Take inventory of how you are showing up in your romantic relationship. What are the needs you’re seeking from your partner that are actually what you’re seeking from yourself? Once you become aware of those needs, use your discernment and ask yourself:  who has this need? Is it my inner child? Is this stemming from past wounding? Is this need one of my evolved woman who is seeking that need from a place of self-respect and worth? Dig deep and really peel back the layers of what you are seeking through your relationship, and how it impacts or possibly stems from your relationship to yourself.

For example, maybe you and your boyfriend fight frequently because you need him to be more vocal about how he loves you no matter your size, but he does and has said it before and doesn’t understand why he needs to keep repeating it over and over again. It’s likely this need for reassurance and love stems from your parental wound around your mother’s love being conditional on your weight. This is a need that your inner child is seeking to be met, and in reality, it’s one that you need to fulfill, not your boyfriend.

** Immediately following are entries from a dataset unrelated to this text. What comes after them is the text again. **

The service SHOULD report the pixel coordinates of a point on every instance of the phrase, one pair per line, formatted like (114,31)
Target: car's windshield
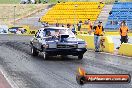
(53,32)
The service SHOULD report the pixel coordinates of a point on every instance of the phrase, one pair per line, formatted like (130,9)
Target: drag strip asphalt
(25,71)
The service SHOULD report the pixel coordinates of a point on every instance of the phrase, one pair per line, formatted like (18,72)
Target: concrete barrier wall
(125,49)
(108,44)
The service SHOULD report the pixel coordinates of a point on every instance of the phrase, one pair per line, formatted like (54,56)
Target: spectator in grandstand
(43,24)
(63,25)
(101,1)
(98,31)
(79,25)
(57,24)
(123,32)
(89,27)
(47,24)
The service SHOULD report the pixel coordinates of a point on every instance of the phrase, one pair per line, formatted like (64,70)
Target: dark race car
(53,41)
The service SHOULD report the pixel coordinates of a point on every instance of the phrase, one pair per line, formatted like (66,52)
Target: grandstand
(72,12)
(120,11)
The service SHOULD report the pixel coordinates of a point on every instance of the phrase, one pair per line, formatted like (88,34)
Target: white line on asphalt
(8,78)
(110,54)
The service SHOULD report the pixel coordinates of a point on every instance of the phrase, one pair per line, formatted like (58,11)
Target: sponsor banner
(19,30)
(3,29)
(84,78)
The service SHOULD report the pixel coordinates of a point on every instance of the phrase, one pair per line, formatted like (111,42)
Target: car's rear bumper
(75,52)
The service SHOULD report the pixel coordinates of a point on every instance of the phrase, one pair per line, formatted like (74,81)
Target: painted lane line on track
(110,54)
(8,78)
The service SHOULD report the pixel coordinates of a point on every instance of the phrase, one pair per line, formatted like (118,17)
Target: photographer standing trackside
(123,32)
(98,31)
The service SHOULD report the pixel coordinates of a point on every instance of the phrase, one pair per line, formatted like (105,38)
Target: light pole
(14,14)
(75,15)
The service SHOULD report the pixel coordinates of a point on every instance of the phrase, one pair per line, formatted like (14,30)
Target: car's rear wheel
(34,51)
(80,56)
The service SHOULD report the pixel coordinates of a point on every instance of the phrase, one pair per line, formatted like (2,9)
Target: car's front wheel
(34,51)
(80,56)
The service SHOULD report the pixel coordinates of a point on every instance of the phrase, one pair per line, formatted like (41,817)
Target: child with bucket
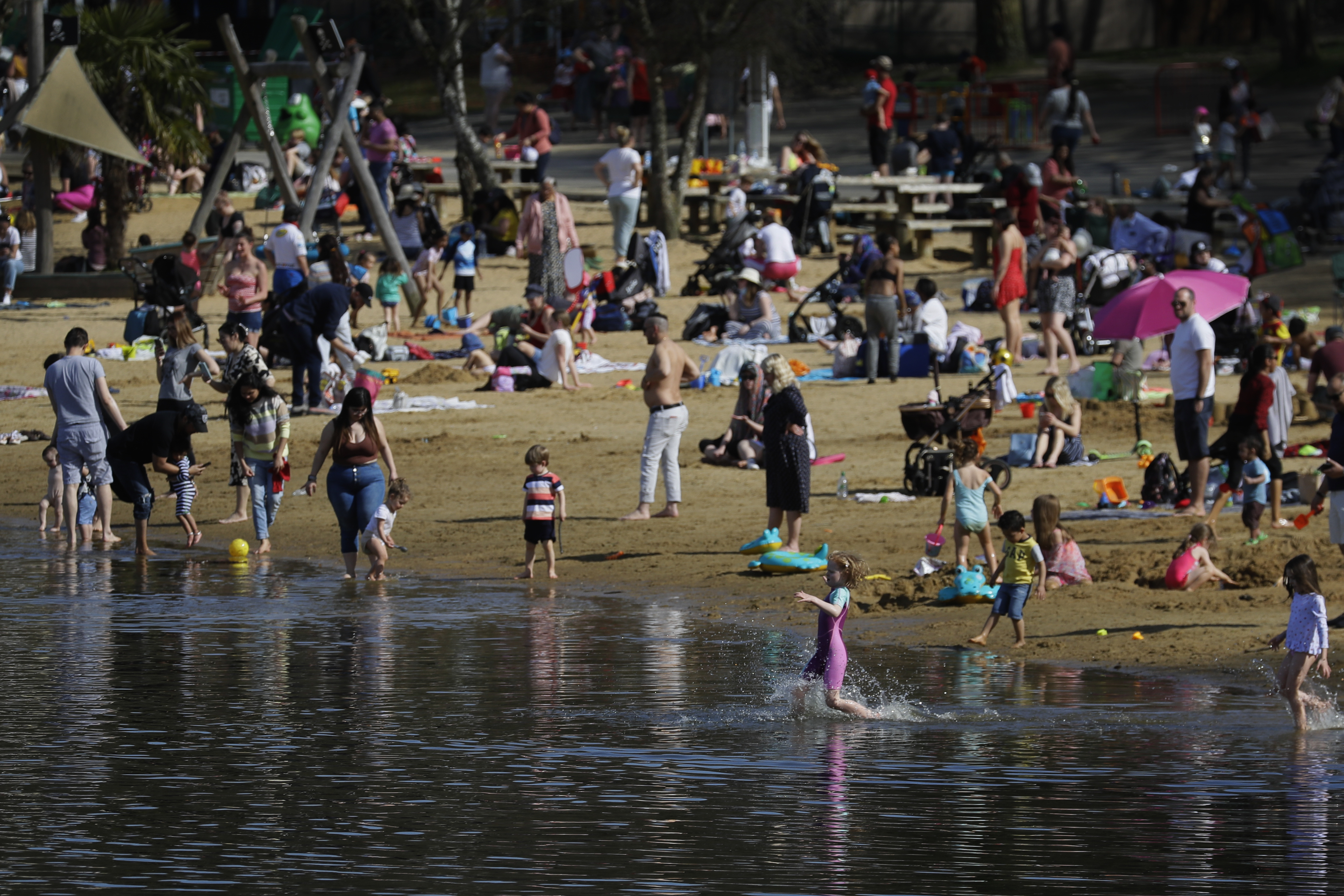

You first need to be the very thing that you are seeking. Regardless of where a need is coming from, reflect on how you can be more of what you seek. How can you cultivate the very feeling you desire from within?

If you are desperately seeking love in your relationship, how can you first be love? Ask yourself: What am I doing to cultivate the feeling that I want in my relationship? If you want more verbal affection, what would that look like for you to give it to yourself? This is why your relationship to yourself is so important – you have the power to fulfill your own needs. You don’t need to look outside of yourself to feel a certain way.

When it comes to the struggle with food and body, we tend to always look outside of ourselves to “fix it.” Whether it’s a trendy fad diet, weight loss supplements, or seeking affection, support, and reassurance from a loved one, we turn anywhere but inward. However the reality is that your relationship with yourself is the most important one of all. It’s what fuels your beliefs and therefore your behaviors, like binge eating and hating your body. It’s also the foundation for any type of true, sustainable transformation. It’s not going to be the perfect diet that makes you stop binge eating every night, it’s going to be loving yourself so much that you want to overcome the fight with food because you just want to feel good and be happy. Period. And you can. It all starts with you.

We can only receive love from others to the degree that we can love ourselves.